We know how devastating these cutbacks would be because we have lived through the mistake of allowing them to drag on growth in the quite recent past. State and local governments became relentless anti-stimulus machinesduring most of the recovery from the Great Recession of 2008–2009. This post highlights a couple of findings from that period that should inform policymakers’ decisions this time around.
- Growth in state and local spending was far slower during the recovery following the Great Recession than in any other post–World War II business cycle on record.
- This state and local spending austerity dragged heavily on growth during that time. If this spending had instead followed the trajectory it established following the recovery from the similarly steep recession of the early 1980s, pre-recession unemployment rates could have been achieved by early 2013 rather than 2017. In short, this austerity delayed recovery by over four years.
- Recent justifications for denying aid to state and local governments sometimes rest on claims that this spending has been profligate in recent years. This is absolutely not so—growth in state and local spending has been historically slow for nearly two decades. Given the importance of what this spending focuses on (education, health care, public order), this decades-long disinvestment should be reversed, not accelerated due to an unforeseen economic crisis.
- If federal aid is passed that is sufficient to close the enormous revenue shortfalls the economic crisis will cause for state and local governments, it will create or save roughly 5–6 million jobs by the end of 2021. Without this aid, we will remain at least that far away from a full economic recovery by then.
Public spending austerity was a catastrophe for recovery and growth following the Great Recession of 2008–2009. During the official recession from January 2008 to June 2009, policymakers instituted significant fiscal recovery efforts, including the American Recovery and Reinvestment Act that was passed in early 2009. However, one year after the recession’s official end, the unemployment rate was at 9.4%, and fully two years after it was still at 9.1%. The lesson here is simple: The criteria for whether or not the economy needs continued fiscal support is not “is it in official recession or not?” Instead, it is “is the economy at full employment or not?”

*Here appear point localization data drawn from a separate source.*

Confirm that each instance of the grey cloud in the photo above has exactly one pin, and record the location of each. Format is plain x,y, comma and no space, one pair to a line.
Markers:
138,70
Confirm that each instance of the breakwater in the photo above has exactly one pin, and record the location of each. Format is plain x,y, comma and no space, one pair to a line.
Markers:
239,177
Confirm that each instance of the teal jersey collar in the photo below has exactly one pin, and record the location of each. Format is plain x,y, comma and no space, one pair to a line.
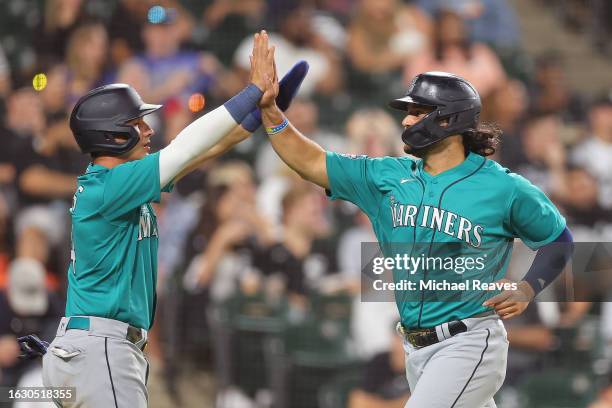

The spending austerity in the 2010s was the entire reason why it took a full decade to return to pre-crisis unemployment rates following the onset of the Great Recession. It is why millions of Americans struggled—through no fault of their own—to find work and it is a key reason why wages for tens of millions of Americans barely kept pace with price inflation over this time, as labor markets remained too soft to give workers the bargaining power they needed to demand better-paying jobs.